FAAC Allocations and the Minimum Wage Saga

Image Credit: FAAC

June 3, 2024/CSL Research

A communique issued by the Federal Account Allocation Committee (FAAC) in April 2024 indicated that a total sum of N1.12trn was shared by the Federal Government, States and Local Government Councils.

The total sum, which is 2.5% lower than the previous month’s distributable revenue of N1.15trn comprised; distributable statutory revenue of N311.23bn, distributable Value Added Tax (VAT) revenue of N511.88bn, Electronic Money Transfer Levy (EMTL) revenue of N14.75bn, exchange difference revenue of N285.53bn. According to the committee, import duty, VAT, gas royalty, companies’ income tax (CIT) increased considerably while excise duty, oil royalty, Petroleum Profit Tax (PPT), EMTL and CET Levies decreased. Crude oil sales proceeds to the statutory account principally form the highest contributor to the FAAC allocations.

Despite recent stability in the price of crude oil, massive crude oil theft and recurrent shut-ins at various crude oil terminals, triggered by vandalism and lack of maintenance, have led to a severe decline in crude oil production.

Organised labour has initiated a nationwide strike today, demanding a new national minimum wage for workers. The strike follows unsuccessful negotiations between the Nigeria Labour Congress (NLC), the Trade Union Congress of Nigeria (TUC), and federal government representatives during recent tripartite committee meetings.

Negotiations broke down last Friday after the government offered a marginal increase of N3,000 to its previous proposal of N57,000, resulting in a N60,000 minimum wage offer. Both the NLC and TUC are insisting on a minimum wage of N494,000, which they believe is necessary to reflect the current rising cost of living. Monthly FAAC disbursement has trended around c.1.04trn levels since June last year, however, we believe the Federal and particularly the state governments are still grossly incapacitated to approve the new N494,000 minimum wage bill demanded by the organised labour unions.

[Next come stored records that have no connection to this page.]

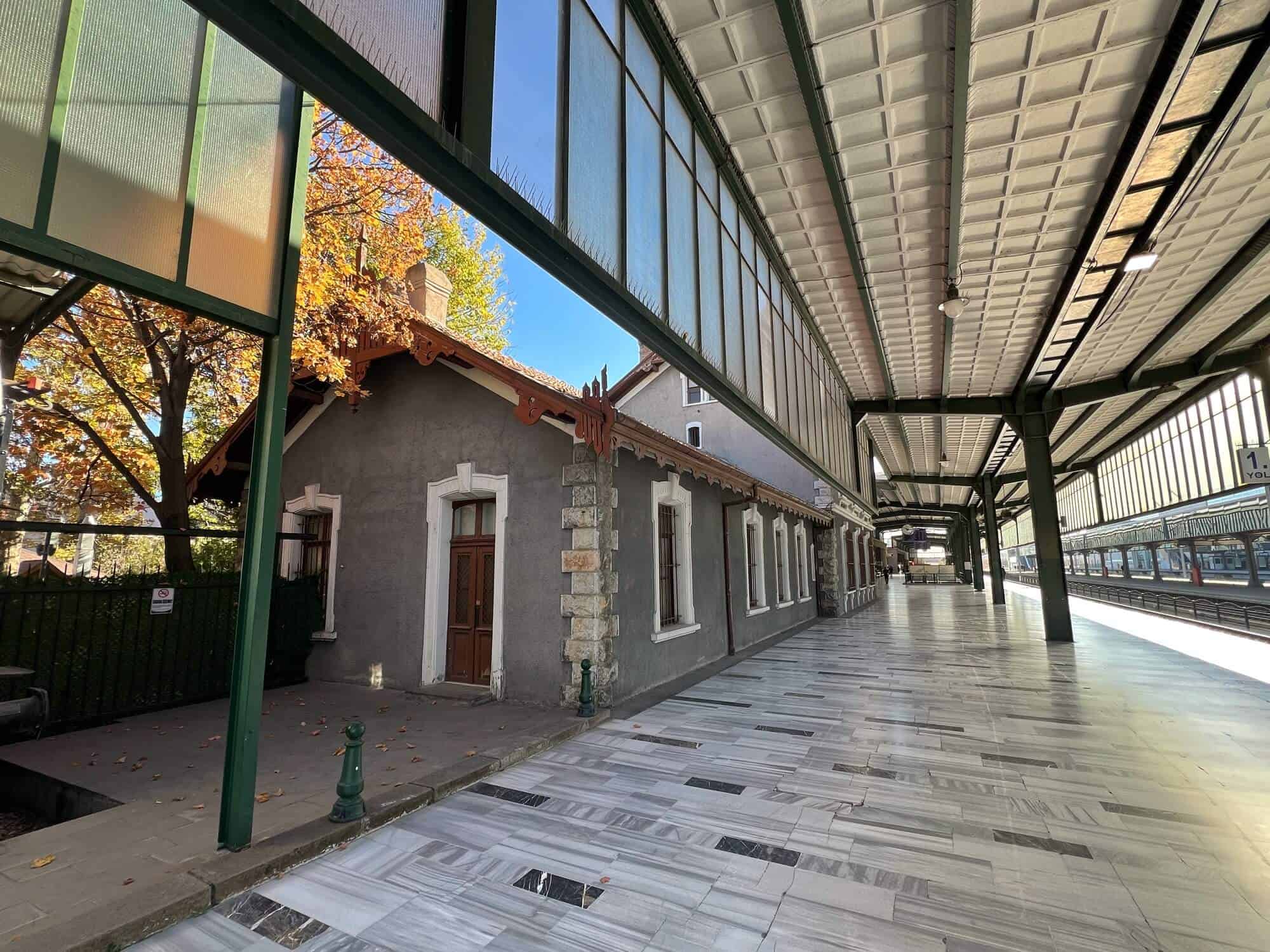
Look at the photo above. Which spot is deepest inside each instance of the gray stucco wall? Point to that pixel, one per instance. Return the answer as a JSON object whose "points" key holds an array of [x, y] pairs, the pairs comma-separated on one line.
{"points": [[642, 662], [725, 435], [749, 629], [415, 428]]}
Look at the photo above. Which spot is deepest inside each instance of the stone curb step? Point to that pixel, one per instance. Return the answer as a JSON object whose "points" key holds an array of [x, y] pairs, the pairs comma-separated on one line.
{"points": [[206, 884]]}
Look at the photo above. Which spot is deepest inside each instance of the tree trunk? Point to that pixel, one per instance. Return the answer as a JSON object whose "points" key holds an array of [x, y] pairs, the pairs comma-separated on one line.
{"points": [[173, 512]]}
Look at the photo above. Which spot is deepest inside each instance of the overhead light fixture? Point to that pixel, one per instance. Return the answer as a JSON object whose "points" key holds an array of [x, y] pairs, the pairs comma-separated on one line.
{"points": [[954, 305], [1141, 262]]}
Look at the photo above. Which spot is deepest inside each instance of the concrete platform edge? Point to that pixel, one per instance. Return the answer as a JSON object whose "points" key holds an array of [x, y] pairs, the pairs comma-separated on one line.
{"points": [[210, 883]]}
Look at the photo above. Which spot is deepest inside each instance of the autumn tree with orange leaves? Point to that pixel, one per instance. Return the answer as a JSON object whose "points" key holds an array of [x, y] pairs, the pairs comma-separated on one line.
{"points": [[139, 390]]}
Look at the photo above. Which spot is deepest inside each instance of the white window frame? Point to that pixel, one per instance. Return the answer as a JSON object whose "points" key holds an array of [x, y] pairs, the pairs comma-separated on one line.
{"points": [[702, 433], [674, 494], [752, 516], [465, 484], [782, 538], [705, 394], [313, 503], [801, 546]]}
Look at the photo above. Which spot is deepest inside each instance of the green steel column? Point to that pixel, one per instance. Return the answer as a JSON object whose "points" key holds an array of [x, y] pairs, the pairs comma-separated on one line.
{"points": [[1056, 612], [1098, 496], [976, 552], [991, 531], [256, 582]]}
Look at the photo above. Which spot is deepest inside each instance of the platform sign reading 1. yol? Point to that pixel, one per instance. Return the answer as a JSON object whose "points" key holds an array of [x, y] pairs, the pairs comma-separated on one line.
{"points": [[162, 601], [1254, 464]]}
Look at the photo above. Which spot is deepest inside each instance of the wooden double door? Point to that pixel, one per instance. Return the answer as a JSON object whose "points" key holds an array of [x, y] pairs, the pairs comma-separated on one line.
{"points": [[471, 633]]}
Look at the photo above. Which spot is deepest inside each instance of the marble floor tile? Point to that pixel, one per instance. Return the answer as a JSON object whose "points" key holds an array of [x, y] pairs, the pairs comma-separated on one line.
{"points": [[926, 776]]}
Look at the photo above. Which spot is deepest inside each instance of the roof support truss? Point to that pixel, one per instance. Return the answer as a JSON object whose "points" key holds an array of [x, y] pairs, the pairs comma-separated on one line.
{"points": [[798, 40]]}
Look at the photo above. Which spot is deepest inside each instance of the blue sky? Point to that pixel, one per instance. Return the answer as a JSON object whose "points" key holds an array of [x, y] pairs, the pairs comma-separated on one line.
{"points": [[553, 329], [557, 332]]}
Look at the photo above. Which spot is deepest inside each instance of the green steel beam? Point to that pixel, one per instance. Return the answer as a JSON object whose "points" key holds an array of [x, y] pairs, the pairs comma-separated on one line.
{"points": [[199, 128], [798, 40], [1080, 422], [1234, 272], [51, 309], [961, 109], [935, 479], [937, 407], [256, 581], [298, 43], [1175, 54], [73, 29], [1205, 359]]}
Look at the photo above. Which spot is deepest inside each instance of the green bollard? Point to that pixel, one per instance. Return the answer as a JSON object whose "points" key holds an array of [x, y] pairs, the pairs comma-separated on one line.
{"points": [[586, 697], [350, 804]]}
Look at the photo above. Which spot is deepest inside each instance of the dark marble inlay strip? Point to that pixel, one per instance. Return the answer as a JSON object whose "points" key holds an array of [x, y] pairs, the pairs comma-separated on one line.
{"points": [[1153, 814], [707, 784], [1053, 846], [784, 731], [559, 888], [709, 701], [1047, 720], [759, 851], [516, 797], [283, 925], [845, 675], [867, 771], [989, 760], [669, 742], [1013, 687], [918, 724]]}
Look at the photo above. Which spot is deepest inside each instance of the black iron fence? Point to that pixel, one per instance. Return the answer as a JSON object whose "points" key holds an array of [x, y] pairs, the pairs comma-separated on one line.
{"points": [[1244, 615], [119, 645]]}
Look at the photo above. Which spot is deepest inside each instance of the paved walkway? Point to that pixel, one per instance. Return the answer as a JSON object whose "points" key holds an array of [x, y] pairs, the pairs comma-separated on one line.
{"points": [[166, 770], [926, 776]]}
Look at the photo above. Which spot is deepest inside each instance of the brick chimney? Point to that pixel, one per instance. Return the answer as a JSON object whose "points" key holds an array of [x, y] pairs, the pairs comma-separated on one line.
{"points": [[429, 290]]}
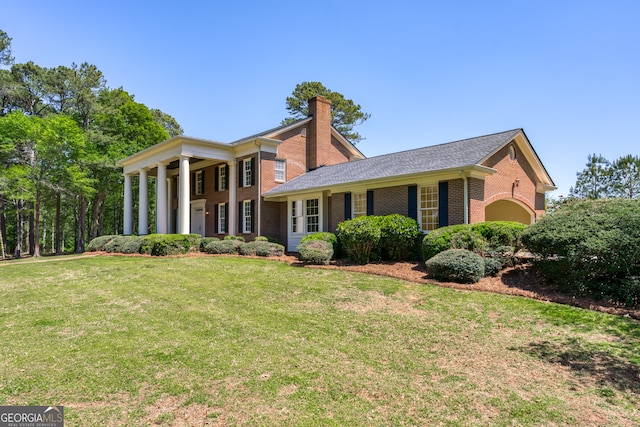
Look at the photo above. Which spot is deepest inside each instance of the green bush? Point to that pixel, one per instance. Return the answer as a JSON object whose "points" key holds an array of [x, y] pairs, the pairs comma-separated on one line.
{"points": [[227, 246], [456, 265], [260, 248], [124, 245], [324, 236], [590, 247], [439, 240], [500, 233], [315, 251], [359, 237], [480, 237], [399, 236], [170, 244], [98, 244]]}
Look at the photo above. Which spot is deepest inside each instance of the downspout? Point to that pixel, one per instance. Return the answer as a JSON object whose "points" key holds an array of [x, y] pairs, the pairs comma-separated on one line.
{"points": [[465, 181], [259, 201]]}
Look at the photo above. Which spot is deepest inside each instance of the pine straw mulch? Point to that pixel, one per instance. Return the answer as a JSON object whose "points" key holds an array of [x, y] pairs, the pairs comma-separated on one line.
{"points": [[520, 280]]}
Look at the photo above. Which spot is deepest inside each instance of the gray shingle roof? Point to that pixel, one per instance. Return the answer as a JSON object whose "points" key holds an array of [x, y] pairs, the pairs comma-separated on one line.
{"points": [[451, 155]]}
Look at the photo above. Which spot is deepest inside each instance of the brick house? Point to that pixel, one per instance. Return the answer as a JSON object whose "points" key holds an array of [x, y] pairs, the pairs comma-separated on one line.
{"points": [[305, 177]]}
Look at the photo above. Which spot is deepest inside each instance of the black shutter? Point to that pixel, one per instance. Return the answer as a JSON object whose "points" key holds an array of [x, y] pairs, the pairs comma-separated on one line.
{"points": [[225, 227], [412, 195], [253, 171], [443, 204], [253, 216], [347, 206]]}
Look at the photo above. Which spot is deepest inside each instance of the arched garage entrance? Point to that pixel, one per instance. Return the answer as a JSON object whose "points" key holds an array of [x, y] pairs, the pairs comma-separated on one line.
{"points": [[509, 210]]}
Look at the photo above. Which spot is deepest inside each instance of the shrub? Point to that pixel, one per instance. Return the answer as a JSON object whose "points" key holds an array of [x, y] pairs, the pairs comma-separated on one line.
{"points": [[359, 237], [398, 236], [227, 246], [456, 265], [124, 245], [439, 240], [99, 243], [590, 247], [315, 251], [260, 248], [324, 236], [500, 233], [169, 244]]}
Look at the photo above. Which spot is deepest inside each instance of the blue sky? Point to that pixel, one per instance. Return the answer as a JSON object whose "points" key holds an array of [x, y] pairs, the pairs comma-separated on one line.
{"points": [[428, 72]]}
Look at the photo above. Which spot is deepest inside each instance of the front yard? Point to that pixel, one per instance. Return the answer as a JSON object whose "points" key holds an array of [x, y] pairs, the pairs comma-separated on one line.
{"points": [[238, 341]]}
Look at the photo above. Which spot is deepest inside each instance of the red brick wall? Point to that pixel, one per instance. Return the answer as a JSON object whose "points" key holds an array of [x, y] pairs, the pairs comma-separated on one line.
{"points": [[501, 185]]}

Recall the existing minimum wage law of 2019 which raised the minimum wage to N30,000 was yet to be fully implemented in about seven states of the federation as of 2022 when FAAC allocations averaged N688bn.

The latest agitation for a new minimum wage of N494,000, a 1547% increase from previous wage for federal and state workers is expected to cumulatively cost about N9.5trn to the FG, according to the Minister of Information and National orientation, Mohammed Idris. This will further constrain an already tight fiscal space and increase the budget deficit significantly. At the state level, heavy reliance on FAAC allocation which is inextricably linked to volatilities in crude oil prices amidst weak Internally generated revenues would mean that many state governments may not be able to pay the new minimum wage and will default on wage payments when crude prices fall significantly.

Our analysis of state governments’ revenue profile in 2022 revealed that 34 of the 36 states in Nigeria have at least 60% their revenue mix skewed towards FAAC allocations with 4 of those states (Bayelsa, Borno, Kebbi and Yobe) having at least 90% of their revenue mix skewed towards FAAC allocations. Notably, only two states had IGR accounting for more than 50% of their total revenue – Lagos (76.3%) and Ogun (68.1%).